“Goddamn grabby”?

MMgrabby

“I just don’t think it will be grabby enough for [X magazine],” a journalist explained candidly in his response to one of my pitches yesterday. I had never heard, until then, the adjective “grabby” with that meaning — of arousing interest or attention. In fact, I’m not sure I’ve ever heard or read the word grabby in any context. I knew exactly what he meant when he consigned my pitch to the ungrabby bin, and it’s certainly not the first time one of my suggestions has been deemed ungrabby — even if they’ve never been labeled as such. But it did make me wonder about the history and pervasiveness of this curious colloquialism, which is quite grabby in its own right …
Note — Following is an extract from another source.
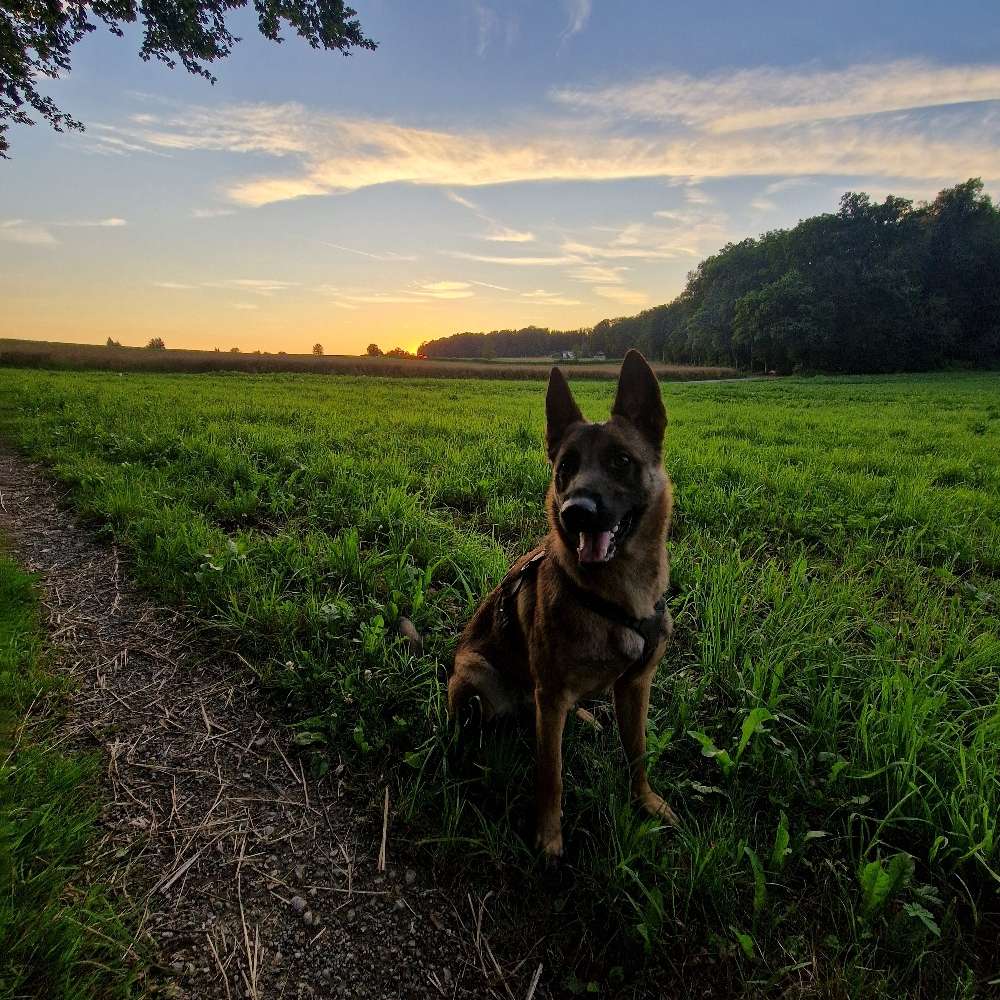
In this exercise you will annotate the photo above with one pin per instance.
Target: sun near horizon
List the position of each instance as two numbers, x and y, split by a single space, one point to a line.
487 167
Oxford Dictionaries gives the following two definitions for the informal, chiefly North American adjective: “1. Having or showing a selfish desire for something; greedy. 1.1 Attracting attention; arousing people’s interest: a grabby angle on a news story.” And Merriam Webster offers roughly the same two meanings: “1. tending to grab:  grasping, greedy: grabby hands2: having the power to grab the attention: grabby ads.”

It’s interesting that the second and younger meaning of grabby in both dictionaries seems to refer quite specifically to material in the media or the public eye designed to grab our attention; a couple of recent examples in Huffington Post (by Marlow Stern and Blake Gopnik) make mention of “grabby headlines”. The original grabby definition — of showing a tendency towards greediness — dates back to 1905-10, according to Random House, Etymonline and other reliable sources; however, there are very few clues as to when the second, eye-catching meaning first emerged. The Dictionary of American Slang dates the sense of “seizing; arresting; riveting” — offering the example spent hours working on a goddamn grabby lead — to “the 1960s+”, so journos, flacks and ad men must have appropriated the grabby adjective during the Mad Men era. 

We should be careful not to confuse grabby with grabble (meaning to grope or feel eagerly with the hands). Samuel Johnson quoted Arbuthnot’s History of John Bull for his dictionary definition of that now archaic verb, which Johnson reckoned was probably corrupted from grapple:

My blood chills about my heart at the thought of these rogues, with their bloody hands grabbling in my guts, and pulling out my very entrails.

Those rogues sound pretty grabby to me.